O Blog do Praxedes trouxe ontem à noite mais informações sobre a possibilidade de Rose Sanga deixar a presidência da Fundação Cultural, como informado ontem aqui. O jornalista Benedito Praxedes conta que “o prefeito de Paranavaí Delegado KIQ não estaria satisfeito com a forma que os recursos estariam sendo gastos”.
Assim como esse blog tinha informado, Praxedes reforça: o que está em jogo não é a competência da Rose. E complementa: “mas o método que vem sendo aplicado na distribuição de recursos”. Este Blog renova a informação que na avaliação de membros do Executivo, Rose “é fraca” politicamente. O jornalista também registra a forte reação da classe cultural à possibilidade de mudanças na presidência da FC – reação que pode ser conferida nos comentários feitos na notícia inicial.










A questão esbarra então também na ‘autonomia’ que as lideranças possam ter e exercer em suas áreas de atuação. A ideia de que o ‘gasto’ não está sendo feito como o Líder deseja, demonstra concentração decisória. Ser apenas um ‘liderado’, sem autonomia, talvez seja o sonho de muitos em troca das possíveis vantagens que os cargos tragam, o que acredito, por conhecê-la, que não seria a posição da Rose. A discussão também passa pela centralização/descentralização das decisões.
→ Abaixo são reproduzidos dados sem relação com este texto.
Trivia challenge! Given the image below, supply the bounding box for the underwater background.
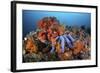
[22,10,91,38]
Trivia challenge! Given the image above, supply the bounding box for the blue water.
[22,10,91,37]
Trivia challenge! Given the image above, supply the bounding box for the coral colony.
[23,17,91,62]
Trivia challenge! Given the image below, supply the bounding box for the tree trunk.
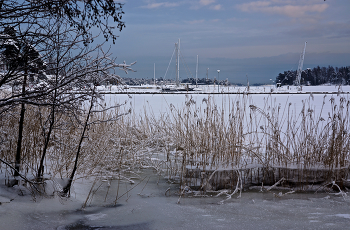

Ser ‘fraca’ politicamente é não fazer o jogo do apoio explícito nesta quadra eleitoral que se avizinha? É isso? Ser ‘puxador de votos’ vai ser o critério de escolha? Esta é a ‘visão’ macro para Paranavaí? Ser um ‘balaio’ de votos para uns e outros?
Quanta diarreia… meu Deus esse prof. Ricardo codinome Prof. Carlos, ou ambos são (…) do PT!!! Só pode!!! Tudo do Contra!!!! Vai preparar suas aulas pra 2018, e atualizar o rombo que o PT deixou no pais!!!!
Pede para o seu prefeito assumir logo a prefeitura, babão…. observador falido
Mandou bem mano!
Vamos destrinchar certos paradoxos que se destacam nesse caso.
Uai, SE a premissa “de membros do Executivo” para a conclusão de que Rosi Sanga seja desembarcada do cargo de direção da FC é porque ela “é fraca” politicamente”, e SE, em entrevista ano passado (29.12.2016) ao PORTAL DA CIDADE [http://paranavai.portaldacidade.com/noticias/3670-caique-as-pessoas-entenderam-que-e-necessario-fazer-uma-limpeza-etica-e-politica ] o chefe do executivo, ao ser perguntado sobre possibilidade de eventual futura candidatura à reeleição, disse que “as minhas decisões NÃO SÃO DECISÕES POLÍTICAS.”; que “… isso [a honestidade] ficou bem claro inclusive nos critérios utilizados na escolha dos meus secretários, que são CRITÉRIOS TÉCNICOS.”, e se o prefeito “…não perde a oportunidade de dizer QUE NÃO É POLÍTICO, mas sim um servidor público no cargo de prefeito (…)” [ http://www.blogdopraxedes.com.br/post/2017/05/19/-o-discurso-do-prefeito-kiq ], então como fechar a conta do caixa desse discurso no caso Rosi Sanga? Ou as decisões dessa administração são políticas ou são técnicas. E até podem ser as duas coisas juntas.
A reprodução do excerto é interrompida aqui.